Renungan Malam — 6 Juli 2026

Ayub 13:23
Berapa besar kesalahan dan dosaku?

Pernahkah Anda benar-benar menimbang dan mempertimbangkan betapa besarnya dosa umat Allah? Pikirkan betapa keji pelanggaran Anda sendiri, dan Anda akan menemukan bahwa bukan hanya dosa di sana-sini yang menjulang tinggi seperti pegunungan Alpen, tetapi kejahatan Anda bertumpuk satu sama lain, seperti dalam dongeng lama tentang raksasa yang menumpuk gunung di atas gunung.

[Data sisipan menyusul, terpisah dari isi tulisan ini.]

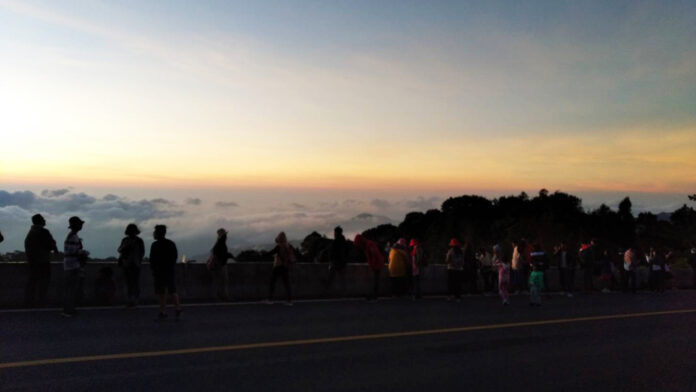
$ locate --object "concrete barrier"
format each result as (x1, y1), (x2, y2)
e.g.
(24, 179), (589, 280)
(0, 262), (693, 308)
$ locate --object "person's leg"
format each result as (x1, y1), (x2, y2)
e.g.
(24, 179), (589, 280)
(280, 267), (292, 303)
(24, 263), (37, 308)
(34, 263), (51, 307)
(268, 267), (280, 301)
(63, 270), (80, 315)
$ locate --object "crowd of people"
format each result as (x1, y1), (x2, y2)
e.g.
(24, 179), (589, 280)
(5, 214), (696, 320)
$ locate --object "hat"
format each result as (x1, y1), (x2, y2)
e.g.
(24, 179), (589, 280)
(68, 216), (85, 227)
(126, 223), (140, 235)
(31, 214), (46, 225)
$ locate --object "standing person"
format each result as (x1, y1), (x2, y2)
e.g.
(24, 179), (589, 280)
(462, 241), (479, 295)
(529, 263), (544, 306)
(646, 247), (665, 293)
(353, 234), (384, 301)
(689, 247), (696, 289)
(476, 249), (498, 292)
(491, 245), (510, 306)
(61, 216), (89, 317)
(208, 228), (235, 301)
(553, 242), (575, 298)
(24, 214), (58, 308)
(445, 238), (465, 302)
(326, 226), (348, 294)
(578, 239), (597, 294)
(622, 246), (638, 294)
(389, 238), (411, 297)
(409, 238), (427, 299)
(150, 225), (183, 320)
(266, 231), (295, 306)
(118, 223), (145, 307)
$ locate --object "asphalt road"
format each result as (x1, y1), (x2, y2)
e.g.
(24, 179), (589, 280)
(0, 291), (696, 392)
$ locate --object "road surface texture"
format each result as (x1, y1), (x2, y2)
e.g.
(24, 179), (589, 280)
(0, 290), (696, 392)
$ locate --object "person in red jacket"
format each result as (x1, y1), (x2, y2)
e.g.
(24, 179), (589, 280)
(353, 234), (384, 301)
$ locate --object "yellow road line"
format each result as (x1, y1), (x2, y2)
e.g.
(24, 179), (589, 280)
(0, 309), (696, 369)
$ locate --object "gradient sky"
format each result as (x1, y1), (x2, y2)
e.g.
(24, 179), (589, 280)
(0, 0), (696, 193)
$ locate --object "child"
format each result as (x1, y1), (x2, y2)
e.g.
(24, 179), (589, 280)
(529, 264), (544, 306)
(492, 245), (510, 306)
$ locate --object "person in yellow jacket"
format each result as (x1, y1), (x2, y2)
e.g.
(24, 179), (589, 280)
(389, 238), (411, 297)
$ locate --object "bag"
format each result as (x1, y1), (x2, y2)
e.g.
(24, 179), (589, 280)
(205, 252), (218, 271)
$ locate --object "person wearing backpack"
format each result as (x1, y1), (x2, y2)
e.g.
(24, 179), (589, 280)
(24, 214), (58, 308)
(266, 231), (295, 306)
(353, 234), (384, 301)
(409, 238), (427, 299)
(118, 223), (145, 307)
(208, 228), (234, 301)
(445, 238), (465, 302)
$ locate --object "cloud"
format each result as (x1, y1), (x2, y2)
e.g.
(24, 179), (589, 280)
(370, 199), (392, 209)
(41, 188), (70, 197)
(184, 197), (203, 206)
(215, 201), (239, 208)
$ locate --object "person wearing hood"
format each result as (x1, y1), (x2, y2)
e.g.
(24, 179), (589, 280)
(326, 226), (348, 294)
(409, 238), (427, 299)
(118, 223), (145, 307)
(389, 238), (411, 297)
(24, 214), (58, 308)
(61, 216), (89, 317)
(353, 234), (384, 301)
(445, 238), (465, 302)
(208, 228), (235, 301)
(266, 231), (295, 306)
(689, 247), (696, 289)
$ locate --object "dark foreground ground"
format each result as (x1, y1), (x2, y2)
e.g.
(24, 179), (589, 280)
(0, 291), (696, 392)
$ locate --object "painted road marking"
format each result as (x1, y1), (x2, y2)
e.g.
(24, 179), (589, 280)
(0, 309), (696, 369)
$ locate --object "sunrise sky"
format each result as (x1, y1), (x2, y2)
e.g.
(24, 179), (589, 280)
(0, 0), (696, 258)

Betapa besarnya akumulasi dosa dalam kehidupan salah satu anak Allah yang paling kudus! Cobalah untuk mengalikan dosa satu orang saja dengan banyaknya orang yang ditebus, "suatu jumlah yang tak seorang pun dapat menghitungnya," dan Anda akan memiliki gambaran tentang besarnya kesalahan orang-orang yang untuknya Yesus mencurahkan darah-Nya. Tetapi kita sampai pada gagasan yang lebih memadai tentang besarnya dosa melalui besarnya obat yang disediakan. Itu adalah darah Yesus Kristus, Putra Allah yang tunggal dan terkasih. Putra Allah! Malaikat-malaikat melemparkan mahkota mereka di hadapan-Nya! Semua simfoni paduan suara surga mengelilingi takhta-Nya yang mulia. "Allah di atas segalanya, diberkati selama-lamanya. Amin." Namun Ia mengambil rupa seorang hamba, dicambuk dan ditusuk, dilukai dan dicabik-cabik, dan akhirnya dibunuh; karena hanya darah Anak Allah yang menjelma yang dapat menebus dosa-dosa kita. Tidak ada pikiran manusia yang dapat memperkirakan nilai tak terbatas dari pengorbanan ilahi, karena sebesar apa pun dosa umat Allah, penebusan yang menghapuskannya jauh lebih besar. Karena itu, orang percaya, bahkan ketika dosa mengalir seperti banjir hitam, dan ingatan akan masa lalu terasa pahit, masih dapat berdiri di hadapan takhta Allah yang agung dan kudus yang menyala-nyala, dan berseru, "Siapakah yang menghukum? Kristuslah yang telah mati; bahkan, yang telah bangkit kembali." Sementara ingatan akan dosanya memenuhi dirinya dengan rasa malu dan duka, pada saat yang sama ia menjadikannya sebagai kontras untuk menunjukkan kecemerlangan belas kasihan—rasa bersalah adalah malam gelap di mana bintang indah kasih ilahi bersinar dengan kemegahan yang tenang.


Terjemahan bebas dari Morning and Evening: Daily Readings oleh Pdt Charles H. Spurgeon (1834 - 1892).